The present invention relates to shaving blade assemblies, and more particularly, to shaving blade assemblies having a cantilever comb guard for facilitating the lifting, orientation and passage of hair to a blade for efficient and effective shaving.
In general, a cartridge or blade unit of a safety razor has at least one blade with a cutting edge which is moved across the surface of the skin being shaved by means of a handle to which the cartridge is attached. The cartridge may be mounted detachably on the handle to enable the cartridge to be replaced by a fresh cartridge when the blade sharpness has diminished to an unsatisfactory level, or it may be attached permanently to the handle with the intention that the entire razor be discarded when the blade or blades have become dulled.

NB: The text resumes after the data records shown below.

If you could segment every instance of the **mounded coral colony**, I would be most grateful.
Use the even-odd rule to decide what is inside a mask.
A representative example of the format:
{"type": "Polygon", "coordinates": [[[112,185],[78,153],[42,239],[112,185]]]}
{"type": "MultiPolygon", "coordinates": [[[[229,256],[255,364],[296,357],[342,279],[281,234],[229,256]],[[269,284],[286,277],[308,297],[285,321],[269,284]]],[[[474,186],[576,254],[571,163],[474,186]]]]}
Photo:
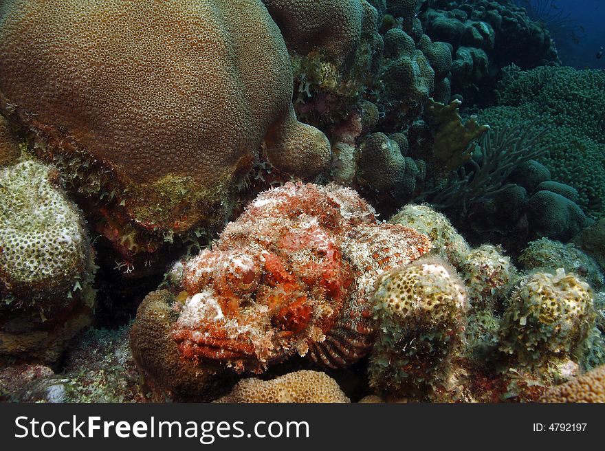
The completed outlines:
{"type": "Polygon", "coordinates": [[[0,2],[0,400],[603,402],[605,85],[512,3],[0,2]]]}

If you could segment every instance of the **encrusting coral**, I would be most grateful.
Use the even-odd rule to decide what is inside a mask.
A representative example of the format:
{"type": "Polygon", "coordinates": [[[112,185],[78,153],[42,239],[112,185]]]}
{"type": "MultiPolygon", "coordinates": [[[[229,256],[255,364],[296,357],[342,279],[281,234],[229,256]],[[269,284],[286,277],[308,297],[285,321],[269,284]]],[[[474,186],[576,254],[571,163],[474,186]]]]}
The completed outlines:
{"type": "Polygon", "coordinates": [[[0,110],[84,204],[104,199],[125,258],[222,225],[263,141],[287,173],[329,163],[261,0],[7,0],[0,17],[0,110]]]}
{"type": "Polygon", "coordinates": [[[56,169],[0,168],[0,355],[53,361],[94,310],[94,265],[81,212],[56,169]]]}
{"type": "MultiPolygon", "coordinates": [[[[373,342],[376,278],[430,248],[410,228],[377,223],[352,190],[287,183],[266,191],[212,250],[175,265],[176,298],[161,308],[173,323],[166,351],[179,356],[165,358],[256,372],[296,352],[329,367],[350,364],[373,342]]],[[[144,301],[133,329],[148,372],[164,355],[142,349],[156,308],[144,301]]]]}
{"type": "Polygon", "coordinates": [[[10,132],[10,124],[0,116],[0,167],[15,163],[21,153],[19,142],[10,132]]]}
{"type": "Polygon", "coordinates": [[[336,382],[324,373],[301,370],[272,380],[245,379],[214,402],[351,402],[336,382]]]}

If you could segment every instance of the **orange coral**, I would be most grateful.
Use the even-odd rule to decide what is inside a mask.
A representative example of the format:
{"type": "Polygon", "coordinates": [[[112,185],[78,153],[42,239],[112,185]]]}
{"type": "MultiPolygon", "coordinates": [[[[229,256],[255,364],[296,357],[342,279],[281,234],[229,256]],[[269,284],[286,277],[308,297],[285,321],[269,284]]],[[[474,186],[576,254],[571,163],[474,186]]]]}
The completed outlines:
{"type": "Polygon", "coordinates": [[[186,358],[239,371],[295,351],[349,364],[372,344],[375,278],[430,247],[411,229],[377,223],[352,190],[286,184],[259,195],[212,250],[177,263],[187,296],[175,305],[173,338],[186,358]]]}

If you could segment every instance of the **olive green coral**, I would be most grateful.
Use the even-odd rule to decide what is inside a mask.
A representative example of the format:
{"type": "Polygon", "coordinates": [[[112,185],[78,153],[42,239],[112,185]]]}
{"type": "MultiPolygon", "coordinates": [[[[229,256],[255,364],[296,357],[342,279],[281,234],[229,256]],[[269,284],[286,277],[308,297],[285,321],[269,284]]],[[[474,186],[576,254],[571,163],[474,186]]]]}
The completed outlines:
{"type": "Polygon", "coordinates": [[[74,191],[118,195],[110,220],[160,235],[156,248],[224,220],[265,138],[284,171],[329,162],[325,136],[296,119],[261,0],[7,0],[0,16],[3,114],[39,156],[67,160],[74,191]]]}
{"type": "Polygon", "coordinates": [[[421,258],[381,277],[374,296],[380,329],[370,384],[391,396],[428,395],[443,384],[459,351],[467,300],[455,271],[421,258]]]}
{"type": "Polygon", "coordinates": [[[449,219],[428,206],[408,204],[389,222],[407,226],[427,235],[432,243],[430,254],[445,258],[455,267],[461,267],[470,252],[466,241],[449,219]]]}
{"type": "Polygon", "coordinates": [[[0,169],[0,355],[56,359],[90,324],[94,265],[84,220],[56,169],[0,169]]]}
{"type": "Polygon", "coordinates": [[[605,211],[605,74],[599,70],[542,66],[522,71],[503,70],[498,107],[480,114],[492,125],[537,120],[547,128],[536,146],[548,151],[540,161],[553,179],[575,188],[586,214],[600,217],[605,211]]]}
{"type": "Polygon", "coordinates": [[[245,379],[214,402],[350,402],[336,382],[325,373],[300,370],[269,381],[245,379]]]}
{"type": "Polygon", "coordinates": [[[501,351],[520,361],[578,359],[595,322],[590,286],[559,268],[527,276],[511,296],[500,330],[501,351]]]}
{"type": "Polygon", "coordinates": [[[563,268],[583,276],[593,287],[604,283],[603,274],[596,262],[573,244],[566,244],[547,238],[529,243],[521,252],[519,263],[526,270],[563,268]]]}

Razor cartridges usually include a guard which contacts the skin in front of the blade(s) and a cap for contacting the skin behind the blade(s) during shaving. The cap and guard may aid in establishing the so-called “shaving geometry”, i.e., the parameters which determine the blade orientation and position relative to the skin during shaving, which in turn have a strong influence on the shaving performance and efficacy of the razor. The guard may be generally rigid, for example formed integrally with a frame or platform structure which provides a support for the blades.
Guards are present on many shaving razors and are intended to stretch the skin; however, these guards also have a propensity to press hair against the skin. The interaction of these guards with hair is analogous to rolling a weighted drum over grass just prior to cutting the grass with the blade of a lawn mower. The grass, similar to hair on the skin, cannot be cut effectively and efficiently if it is not oriented generally perpendicular to the blade.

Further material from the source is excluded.